Today’s guest post is another from favorite commenter Hedgehog. Many of us are familiar with the apocryphal tale of Leonardo da Vinci and the painting of the last supper, in which it transpires that the same model was used for both Christ and Judas, many years apart. I heard it in a lesson at church, from a, hopefully, now obsolete manual. The story is unlikely to be true, see this Snopes debunking.
Artists often do use models, from whom they will make sketches, before constructing a picture. More than ten years ago some members of the ward in which we then lived had been models for some of the paintings by the LDS artist Simon Dewey. I like his paintings. However, recognising some of the faces does have an effect on the way I am able to view those particular pictures.
The LDS church uses many, many illustrations; at one point employing the Seventh-day Adventist illustrator Harry Anderson to produce pictures based on scriptural themes and stories. Illustrations are used in lesson materials, on the walls of our chapels and temples, in church magazines. The church is busy building a media library, including photographs and video, where members can submit material for the church to use. More of us will be seeing faces we recognise looking out at us in our church magazines. How do you feel about that?

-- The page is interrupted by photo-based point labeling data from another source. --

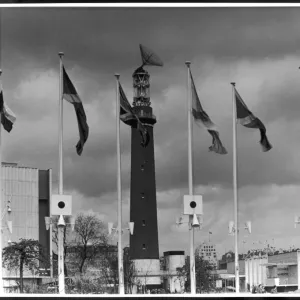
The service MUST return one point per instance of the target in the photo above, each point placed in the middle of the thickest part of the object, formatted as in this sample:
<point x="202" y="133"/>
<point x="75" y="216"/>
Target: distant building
<point x="270" y="269"/>
<point x="25" y="202"/>
<point x="207" y="251"/>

And then there are the scripture stories books. Chock full of illustrations. And for most of the characters we have no idea what they really looked like. In our family we have read ‘Book of Mormon Stories’ (in addition to the scriptures proper), with our children every day, since the eldest was only 2 years old. Now they’re in their teens, we do it in Japanese. The book was illustrated by Jerry Thompson (seemingly, a not uncommon name for an artist) and Robert T. Barrett. The more I have read the book, the more attention I have given the illustrations, and some of the faces have jumped out as familiar.
In the third picture of Chapter 33 and the last picture on the second page of Chapter 35, there are characters who resemble those from Star Trek. It’s very old Star Trek, and I didn’t get to see it much, but that a character in that second image does look a lot like Mr Spock (or the actor who played him), and in the first, his father (or some other Vulcan), who are playing the parts of king-men. However, the face that really stands out for me is Zeezrom in Chapter 22. Is that really Neil Tennant? Or just a coincidence?

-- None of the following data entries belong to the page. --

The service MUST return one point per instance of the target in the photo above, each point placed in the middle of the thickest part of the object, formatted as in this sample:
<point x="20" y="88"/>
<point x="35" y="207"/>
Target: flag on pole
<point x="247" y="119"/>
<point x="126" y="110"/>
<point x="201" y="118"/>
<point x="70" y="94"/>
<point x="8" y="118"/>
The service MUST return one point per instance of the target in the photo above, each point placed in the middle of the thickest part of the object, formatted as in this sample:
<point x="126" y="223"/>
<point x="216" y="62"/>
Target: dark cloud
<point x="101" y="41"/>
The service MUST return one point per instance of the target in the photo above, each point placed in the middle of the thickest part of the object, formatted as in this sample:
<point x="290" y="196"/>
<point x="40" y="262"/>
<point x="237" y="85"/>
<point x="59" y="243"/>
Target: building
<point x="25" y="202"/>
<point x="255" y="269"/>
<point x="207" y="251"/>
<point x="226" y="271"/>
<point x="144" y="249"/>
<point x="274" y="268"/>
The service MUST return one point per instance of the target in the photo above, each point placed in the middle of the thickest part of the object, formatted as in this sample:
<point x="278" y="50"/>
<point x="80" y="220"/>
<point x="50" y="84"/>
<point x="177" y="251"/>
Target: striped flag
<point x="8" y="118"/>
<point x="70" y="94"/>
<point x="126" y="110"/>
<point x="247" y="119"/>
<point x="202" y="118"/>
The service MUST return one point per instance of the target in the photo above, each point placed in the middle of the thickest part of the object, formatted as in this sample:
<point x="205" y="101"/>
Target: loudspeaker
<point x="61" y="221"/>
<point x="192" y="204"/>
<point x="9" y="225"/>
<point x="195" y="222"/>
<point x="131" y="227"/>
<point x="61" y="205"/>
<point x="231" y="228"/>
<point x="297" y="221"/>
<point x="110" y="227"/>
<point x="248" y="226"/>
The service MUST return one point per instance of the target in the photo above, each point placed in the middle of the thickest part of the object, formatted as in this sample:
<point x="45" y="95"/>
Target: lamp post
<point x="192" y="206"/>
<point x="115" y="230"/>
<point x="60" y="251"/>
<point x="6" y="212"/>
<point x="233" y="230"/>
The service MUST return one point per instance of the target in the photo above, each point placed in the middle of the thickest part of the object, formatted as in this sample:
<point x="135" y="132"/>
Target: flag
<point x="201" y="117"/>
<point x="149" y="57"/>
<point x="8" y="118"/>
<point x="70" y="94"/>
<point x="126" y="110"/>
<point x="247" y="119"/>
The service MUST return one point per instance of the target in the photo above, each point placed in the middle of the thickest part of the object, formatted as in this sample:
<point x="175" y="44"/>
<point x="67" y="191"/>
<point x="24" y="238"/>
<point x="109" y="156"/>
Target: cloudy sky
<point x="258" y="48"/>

This set me wondering: I grew up without a television. We don’t have one now. There are many well-known faces I am not familiar with. How many have I missed? Which faces do you recognise?
I had a bishop that modeled with his family for a clothing store here in Utah. It was pretty strange to see him in the ads that came with the Sunday paper.
I think the media library the church is building is sheer genius. While it may be a little strange to see faces we know there (not that any of my horrible pictures would qualify for their submission standards), I think it makes it more genuine and relatable.
MH, that would be very weird.
Hawkgrrrl, I do like the media library, I use it all the time for primary. The choice of images and the diversity are great. We have a very diverse (albeit small by Utah standards) primary, and I do like for the children to see that diversity reflected in the images we use. I’d probably choose not to use a picture with people familiar to them though, because then they’d be talking about that rather than the point I was trying to get across (though I suppose there could be circumstances where the familiarity would make things more personal too).
So far as the library means seeing people we recognise in church magazines goes, we aren’t going to be hanging them on the wall permanently, so any discomfort would be transitory.
The really strange thing for me in the CofChrist, where we included calls involving changes in the leading quorums of the church in broader D&C sections which we canonized for a number of years, was to go back and read scriptures concerning people I knew growing up.
It was like being transported back to the 1830s.
#4, Thanks for adding that. Reading about people I know in scripture would certainly feel strange to me, though those in the early days of the church must have experienced that as you say.